A standard method of identifying the root cause of a performance regression is to manually comb through traces and search for common system attributes associated with that regression. With Correlations, LightStep helps you find attributes correlated with latency automatically.
LightStep Correlations search over all the span data in all traces that the current query participates in and finds patterns in that data for latency contribution, looking at service/operation pairs and tags. This analysis allows you to identify services, operations, and tags that are meaningfully associated with observed latency. By surfacing statistical relationships between these system attributes, you can quickly generate and validate hypotheses during a root cause investigation.
Correlations are shown to the right of the Trace Analysis table and reflect the current data returned by the query. If you select a range in the histogram, correlations are redetermined based on that range.
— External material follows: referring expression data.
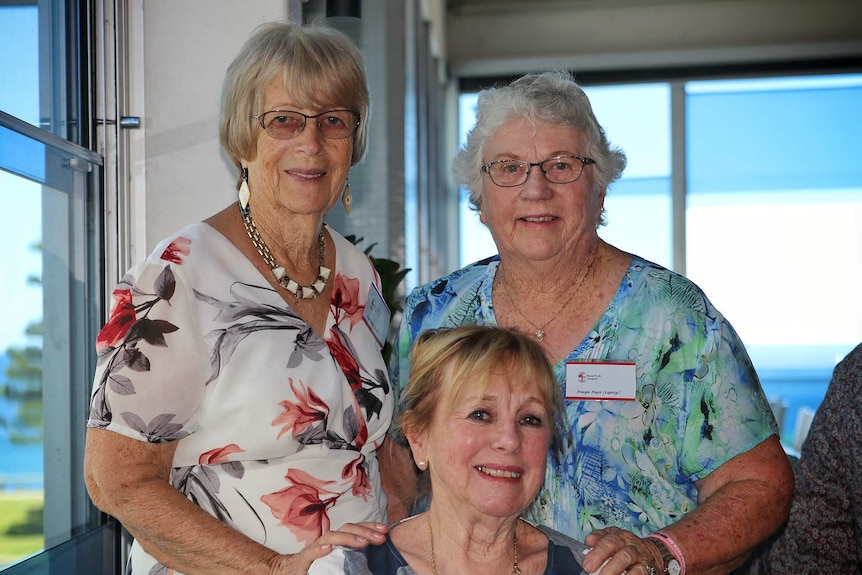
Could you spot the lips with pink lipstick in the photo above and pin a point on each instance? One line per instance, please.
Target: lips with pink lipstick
(502, 473)
(308, 174)
(539, 219)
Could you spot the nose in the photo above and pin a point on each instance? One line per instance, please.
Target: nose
(537, 186)
(310, 138)
(507, 437)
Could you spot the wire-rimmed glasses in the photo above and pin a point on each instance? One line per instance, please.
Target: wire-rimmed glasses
(287, 124)
(557, 170)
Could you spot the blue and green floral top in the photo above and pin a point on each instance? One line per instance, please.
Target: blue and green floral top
(631, 464)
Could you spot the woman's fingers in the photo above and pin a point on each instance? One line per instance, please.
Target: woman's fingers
(616, 551)
(353, 535)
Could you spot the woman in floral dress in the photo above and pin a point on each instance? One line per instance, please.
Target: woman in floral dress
(674, 460)
(241, 393)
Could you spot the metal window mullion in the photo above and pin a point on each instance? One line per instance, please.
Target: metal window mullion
(679, 179)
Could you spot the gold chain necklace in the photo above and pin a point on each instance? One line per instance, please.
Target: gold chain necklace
(515, 569)
(540, 330)
(298, 291)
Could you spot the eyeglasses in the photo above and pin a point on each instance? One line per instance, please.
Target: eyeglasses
(557, 170)
(287, 124)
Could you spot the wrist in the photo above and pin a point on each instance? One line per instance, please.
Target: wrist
(673, 561)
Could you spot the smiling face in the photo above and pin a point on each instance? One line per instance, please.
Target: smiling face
(304, 175)
(487, 456)
(539, 220)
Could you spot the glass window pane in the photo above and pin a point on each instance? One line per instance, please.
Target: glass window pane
(48, 277)
(636, 118)
(774, 223)
(21, 419)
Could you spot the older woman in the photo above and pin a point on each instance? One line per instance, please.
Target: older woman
(240, 396)
(482, 408)
(675, 462)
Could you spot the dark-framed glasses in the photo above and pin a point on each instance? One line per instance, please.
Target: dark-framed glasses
(287, 124)
(557, 170)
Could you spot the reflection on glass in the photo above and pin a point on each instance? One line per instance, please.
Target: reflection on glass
(773, 224)
(21, 414)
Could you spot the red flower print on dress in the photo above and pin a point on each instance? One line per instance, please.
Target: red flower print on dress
(219, 454)
(345, 299)
(297, 416)
(122, 318)
(345, 359)
(178, 248)
(301, 507)
(356, 468)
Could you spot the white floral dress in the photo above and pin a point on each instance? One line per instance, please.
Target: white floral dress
(276, 427)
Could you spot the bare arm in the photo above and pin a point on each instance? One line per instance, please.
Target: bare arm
(129, 480)
(739, 505)
(399, 478)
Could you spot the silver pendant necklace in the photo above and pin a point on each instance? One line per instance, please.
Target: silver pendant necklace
(298, 291)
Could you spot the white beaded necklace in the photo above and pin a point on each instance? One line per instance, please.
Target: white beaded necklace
(298, 291)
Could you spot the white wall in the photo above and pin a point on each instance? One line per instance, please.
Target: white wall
(500, 37)
(187, 46)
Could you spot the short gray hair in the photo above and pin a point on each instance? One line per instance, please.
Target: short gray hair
(318, 65)
(547, 98)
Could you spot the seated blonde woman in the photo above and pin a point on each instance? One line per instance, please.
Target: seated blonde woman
(482, 412)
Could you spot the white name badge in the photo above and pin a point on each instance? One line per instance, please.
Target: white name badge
(600, 381)
(377, 315)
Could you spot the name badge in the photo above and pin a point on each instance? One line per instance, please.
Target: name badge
(377, 315)
(600, 381)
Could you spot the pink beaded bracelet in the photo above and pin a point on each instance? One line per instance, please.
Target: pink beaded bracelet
(674, 548)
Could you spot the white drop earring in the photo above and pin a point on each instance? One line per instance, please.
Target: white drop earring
(346, 198)
(244, 194)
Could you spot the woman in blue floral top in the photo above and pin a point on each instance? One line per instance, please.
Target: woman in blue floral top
(673, 461)
(241, 393)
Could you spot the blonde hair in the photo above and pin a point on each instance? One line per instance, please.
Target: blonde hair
(452, 360)
(317, 65)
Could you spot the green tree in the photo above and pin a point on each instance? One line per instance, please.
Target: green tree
(23, 383)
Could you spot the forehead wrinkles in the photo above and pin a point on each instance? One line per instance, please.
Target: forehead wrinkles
(313, 92)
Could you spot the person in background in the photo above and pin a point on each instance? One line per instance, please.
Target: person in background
(482, 411)
(824, 531)
(241, 393)
(674, 462)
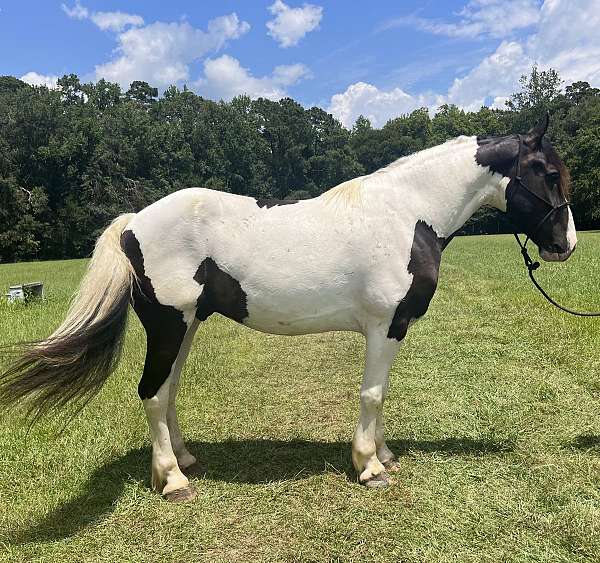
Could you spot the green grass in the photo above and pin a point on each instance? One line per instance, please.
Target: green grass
(493, 411)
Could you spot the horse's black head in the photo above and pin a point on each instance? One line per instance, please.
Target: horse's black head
(536, 195)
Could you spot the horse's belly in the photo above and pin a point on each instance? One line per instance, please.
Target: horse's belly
(291, 317)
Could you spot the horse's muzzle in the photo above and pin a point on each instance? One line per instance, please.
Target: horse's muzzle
(549, 256)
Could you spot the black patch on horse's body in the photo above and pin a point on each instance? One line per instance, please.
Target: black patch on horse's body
(164, 325)
(424, 265)
(221, 293)
(273, 202)
(498, 153)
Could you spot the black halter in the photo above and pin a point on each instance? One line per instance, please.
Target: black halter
(552, 209)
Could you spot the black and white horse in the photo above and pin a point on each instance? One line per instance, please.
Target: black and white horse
(362, 257)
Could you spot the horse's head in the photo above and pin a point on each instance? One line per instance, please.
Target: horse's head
(536, 194)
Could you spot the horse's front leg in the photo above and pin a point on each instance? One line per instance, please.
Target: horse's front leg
(368, 441)
(384, 454)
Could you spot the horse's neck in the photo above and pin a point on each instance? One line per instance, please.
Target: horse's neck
(443, 185)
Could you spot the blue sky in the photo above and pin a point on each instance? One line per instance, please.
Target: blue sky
(380, 59)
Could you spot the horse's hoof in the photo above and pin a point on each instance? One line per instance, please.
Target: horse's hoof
(380, 481)
(181, 495)
(194, 470)
(392, 466)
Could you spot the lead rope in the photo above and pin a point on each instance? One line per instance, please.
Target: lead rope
(531, 267)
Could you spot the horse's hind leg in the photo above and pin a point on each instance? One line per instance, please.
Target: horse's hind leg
(166, 332)
(185, 459)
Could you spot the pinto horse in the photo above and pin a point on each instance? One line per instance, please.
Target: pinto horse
(362, 257)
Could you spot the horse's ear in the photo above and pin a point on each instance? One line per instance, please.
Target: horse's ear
(534, 136)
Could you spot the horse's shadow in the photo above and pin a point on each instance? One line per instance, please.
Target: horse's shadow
(233, 461)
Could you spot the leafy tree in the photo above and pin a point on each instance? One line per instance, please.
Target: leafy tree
(74, 157)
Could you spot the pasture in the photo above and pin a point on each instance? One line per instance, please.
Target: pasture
(494, 412)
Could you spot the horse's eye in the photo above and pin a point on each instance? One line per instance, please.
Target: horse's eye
(553, 177)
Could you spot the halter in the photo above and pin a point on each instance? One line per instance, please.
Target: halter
(529, 263)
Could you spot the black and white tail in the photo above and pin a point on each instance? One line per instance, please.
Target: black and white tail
(74, 362)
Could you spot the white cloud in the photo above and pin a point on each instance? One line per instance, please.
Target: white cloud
(496, 76)
(224, 78)
(111, 21)
(116, 21)
(161, 53)
(36, 79)
(375, 104)
(292, 24)
(77, 12)
(497, 18)
(566, 38)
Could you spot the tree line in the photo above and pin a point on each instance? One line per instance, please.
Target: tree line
(73, 158)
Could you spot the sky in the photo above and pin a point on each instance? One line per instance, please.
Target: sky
(380, 59)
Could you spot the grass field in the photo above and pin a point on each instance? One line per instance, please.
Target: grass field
(494, 411)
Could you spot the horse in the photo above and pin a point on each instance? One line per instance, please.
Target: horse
(363, 257)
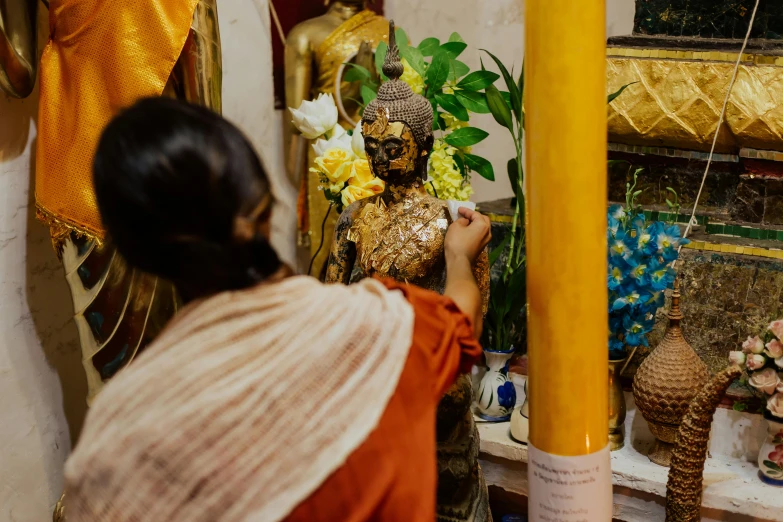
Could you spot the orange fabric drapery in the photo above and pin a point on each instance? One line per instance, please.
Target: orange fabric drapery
(102, 56)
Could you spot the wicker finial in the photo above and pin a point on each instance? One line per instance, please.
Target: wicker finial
(392, 65)
(675, 315)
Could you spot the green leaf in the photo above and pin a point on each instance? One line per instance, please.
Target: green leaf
(478, 80)
(460, 164)
(499, 108)
(473, 101)
(516, 97)
(438, 71)
(455, 37)
(356, 73)
(368, 94)
(450, 104)
(457, 70)
(415, 59)
(380, 56)
(466, 137)
(454, 49)
(402, 38)
(614, 95)
(480, 165)
(429, 46)
(495, 254)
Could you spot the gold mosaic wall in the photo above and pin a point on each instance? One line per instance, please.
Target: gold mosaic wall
(679, 96)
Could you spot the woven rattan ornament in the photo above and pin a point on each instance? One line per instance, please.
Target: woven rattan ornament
(398, 101)
(666, 382)
(686, 476)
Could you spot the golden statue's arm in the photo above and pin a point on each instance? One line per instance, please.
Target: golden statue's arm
(298, 87)
(197, 75)
(18, 49)
(343, 254)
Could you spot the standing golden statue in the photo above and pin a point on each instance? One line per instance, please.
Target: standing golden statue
(315, 52)
(400, 234)
(101, 57)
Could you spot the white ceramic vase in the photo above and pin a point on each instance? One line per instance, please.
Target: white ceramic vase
(496, 394)
(771, 453)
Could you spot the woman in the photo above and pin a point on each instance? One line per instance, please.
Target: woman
(268, 397)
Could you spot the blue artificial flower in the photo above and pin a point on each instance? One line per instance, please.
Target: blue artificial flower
(616, 277)
(507, 395)
(635, 332)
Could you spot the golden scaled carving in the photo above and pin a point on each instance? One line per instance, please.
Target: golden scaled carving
(676, 102)
(686, 475)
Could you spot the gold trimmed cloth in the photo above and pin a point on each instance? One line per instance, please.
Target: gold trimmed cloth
(102, 56)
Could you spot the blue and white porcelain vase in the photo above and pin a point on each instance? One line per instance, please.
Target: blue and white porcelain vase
(496, 394)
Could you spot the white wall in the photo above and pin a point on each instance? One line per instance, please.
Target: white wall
(498, 26)
(42, 385)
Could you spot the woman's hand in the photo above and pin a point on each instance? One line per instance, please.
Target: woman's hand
(468, 236)
(465, 240)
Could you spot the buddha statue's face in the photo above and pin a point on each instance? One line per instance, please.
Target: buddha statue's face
(392, 151)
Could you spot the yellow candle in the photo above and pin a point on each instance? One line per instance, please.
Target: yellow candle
(565, 106)
(566, 239)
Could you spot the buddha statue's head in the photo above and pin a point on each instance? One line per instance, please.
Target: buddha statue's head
(397, 126)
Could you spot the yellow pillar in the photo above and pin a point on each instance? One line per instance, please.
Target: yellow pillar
(565, 106)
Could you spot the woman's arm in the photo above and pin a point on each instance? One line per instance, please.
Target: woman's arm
(466, 239)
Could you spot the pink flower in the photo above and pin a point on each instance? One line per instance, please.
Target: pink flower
(777, 455)
(776, 327)
(775, 405)
(766, 380)
(753, 345)
(774, 349)
(737, 358)
(755, 362)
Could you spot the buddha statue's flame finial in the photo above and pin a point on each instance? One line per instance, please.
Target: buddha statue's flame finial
(392, 65)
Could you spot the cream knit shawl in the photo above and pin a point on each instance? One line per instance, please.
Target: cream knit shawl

You can hide and show the Correlations panel using the Show Correlations checkbox.
The correlations are sorted in descending order based on the absolute value of the correlation score.
There are three types of correlations:
- Service/operation pair: Shows the percentage of latency contribution to the critical path.
- Tag in the trace: The tag appears on a span in the trace (but not currently in the results because it did not match the query).
- Tag in the result: The tag appears on a span that is in the result set.
Correlation scores fall between -1 and +1 and are determined as follows:
- +1: The attribute is only found in the selected latency range. So the closer to +1, the higher the chance that the attribute is causing latency in the currently selected range in the histogram.
- -1: The attribute is never found in the selected latency range. So the closer to -1, the less chance that attribute has anything to do with latency.
- 0: The attribute is equally likely to be found inside and outside of the selected latency range and thus has no statistical relationship to the latency.
Increase Correlation Accuracy
By default, the Trace Analysis table shows only spans that match the query. To get greater accuracy with correlations, you need a more holistic view to find a downstream issue. Click Show all Spans in Traces to include all spans that contribute to the trace.
View Correlations in the Histogram to Determine Impact
Hover over a correlation to see the latency for that attribute overlayed in the histogram. For example, in this histogram, the tag
subnetwork with a value of
us-west1 shows a high correlation for spans in the p95 and above range. It does not seem to have much of a correlation with latency below that range.
Selecting the correlation allows you to easily refine the results in the Trace Analysis table to quickly reach hypothetical causes for latency.
Filter and Group with Correlations
Once you see attributes in traces that may correspond with latency, you’ll likely want to filter the span data to further refine your hypothesis. For example, in the above graphic, there are three attributes with high correlation scores. Before you alert teams responsible for all three, you may want to see how they correlate with each other.
Filter the Trace Analysis Table
Click on a correlation and choose Filter by to show only results that match that criteria.
Once you filter the results, you can sort by duration to see the longest spans of correlated latency. Clicking a span takes you to the Trace view, where you can see the actual latency contribution.
The Latency Contribution is the contribution to the critical path latency. In this case, 5.38 seconds of the 5.57 second span is considered on the critical path, or 70% of the total critical path.
Group the Trace Analysis Table
To get a comparison of how different values for a service, operation, or tag might contribute to latency, you can group results. For example, you might want to group the results by the
customer_id tag to see how BEEMO, which has a high correlation to latency, compares to other customers.
Click Group by to group by the attribute in the Correlations panel.
Click on a group to see span data just for that group. LightStep shows you the average latency, the error percentage, and the number of spans in that group.
LightStep needs significant data to create correlations. You may see errors when there is not enough data to determine correlations.
If no correlations are returned, then there are no strong correlations found in the selected region.
This indicates that there are no system attributes that correlate strongly inside of the selected latency region (in comparison with the region outside the selection). To see strong enough correlations, try adjusting your query or histogram selection.
Less Than 50 Traces
LightStep needs at least 50 traces to compile meaningful correlations. If your query results set or if the range you selected in the histogram has less than 50, you get a warning.
Adjust your query or increase the selected area in the histogram to include more traces.
Based on Low Data
The Correlations panel displays a warning when the amount of data from the query was not enough to determine true correlations. You have over 50 traces, so correlations can be compiled, but they may not provide a good signal.
Expand your selection to allow LightStep to analyze a larger data set.